A senhora acha que vai ser possível realizar eleições municipais no período regulamentar?

São duas questões relevantes. É possível prorrogar, jogar a eleição para o final do ano? Sem dúvidas. Basta o Tribunal Superior Eleitoral, percebendo que a pandemia vai se estender, jogar a eleição de outubro para novembro ou mesmo para dezembro. O que se discute é uma discussão jurídica. Muito mais do que uma vontade pessoal política, é a possibilidade que muitos querem de unificar as eleições a partir de 2022. Obviamente aqueles que têm mandato de prefeito não teriam uma nova eleição, mas seus mandatos seriam prorrogados até 2022.

Não seria um risco prorrogar mandatos para 2022? Não é complicado isso no Brasil?
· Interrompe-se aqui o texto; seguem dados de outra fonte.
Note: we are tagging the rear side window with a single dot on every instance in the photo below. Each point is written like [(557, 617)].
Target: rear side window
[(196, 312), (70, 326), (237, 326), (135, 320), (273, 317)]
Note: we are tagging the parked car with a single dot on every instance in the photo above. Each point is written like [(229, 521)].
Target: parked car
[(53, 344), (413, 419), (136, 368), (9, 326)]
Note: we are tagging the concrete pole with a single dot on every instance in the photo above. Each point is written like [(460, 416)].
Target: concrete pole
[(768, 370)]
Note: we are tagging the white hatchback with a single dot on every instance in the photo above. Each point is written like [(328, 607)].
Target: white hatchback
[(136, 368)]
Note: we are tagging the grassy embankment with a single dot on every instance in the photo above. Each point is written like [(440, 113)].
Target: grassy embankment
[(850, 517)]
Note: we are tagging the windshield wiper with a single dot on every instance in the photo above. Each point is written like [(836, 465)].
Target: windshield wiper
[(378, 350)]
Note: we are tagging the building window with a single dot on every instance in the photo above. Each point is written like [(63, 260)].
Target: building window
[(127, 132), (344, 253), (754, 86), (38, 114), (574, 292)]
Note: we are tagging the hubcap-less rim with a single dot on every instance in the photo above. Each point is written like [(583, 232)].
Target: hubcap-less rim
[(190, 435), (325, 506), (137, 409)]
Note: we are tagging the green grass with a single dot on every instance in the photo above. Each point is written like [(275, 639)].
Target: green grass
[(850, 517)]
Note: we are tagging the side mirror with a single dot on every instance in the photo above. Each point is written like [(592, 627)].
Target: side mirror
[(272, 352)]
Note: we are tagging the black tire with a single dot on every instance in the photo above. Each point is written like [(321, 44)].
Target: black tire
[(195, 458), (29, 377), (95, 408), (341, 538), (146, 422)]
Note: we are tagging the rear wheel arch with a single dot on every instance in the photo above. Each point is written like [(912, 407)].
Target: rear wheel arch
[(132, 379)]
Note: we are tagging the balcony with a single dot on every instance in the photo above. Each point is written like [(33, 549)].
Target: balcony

Eu sou favorável à unificação de eleições para o futuro, sempre fui. Acho que temos que acabar com a reeleição. Não para os atuais governantes, mas para os próximos. O atual presidente pode ser candidato, os atuais prefeitos podem ser candidatos à reeleição, mas para o futuro, nós teríamos a unificação. Uma eleição única. O Brasil não aguenta eleições a cada dois anos. Hoje a maior discussão é a seguinte: é possível pela própria Constituição prorrogar mandatos, tendo em vista cláusula pétrea da soberania popular? Ou seja, as pessoas votaram em determinado vereador ou prefeito por um mandato de quatro anos, não um mandato de seis anos. Mas, não sou eu a ter a palavra final. Quem tem a palavra final é o intérprete da Constituição que é o Supremo Tribunal Federal. Então, independente do risco político, você ainda tem uma discussão preliminar que é de constitucionalidade, de de prorrogação de mandato para quem já o tem. Confesso que acho temerário, mas, de qualquer forma, meu achismo não é relevante. Quem tem que dizer isso é o Supremo.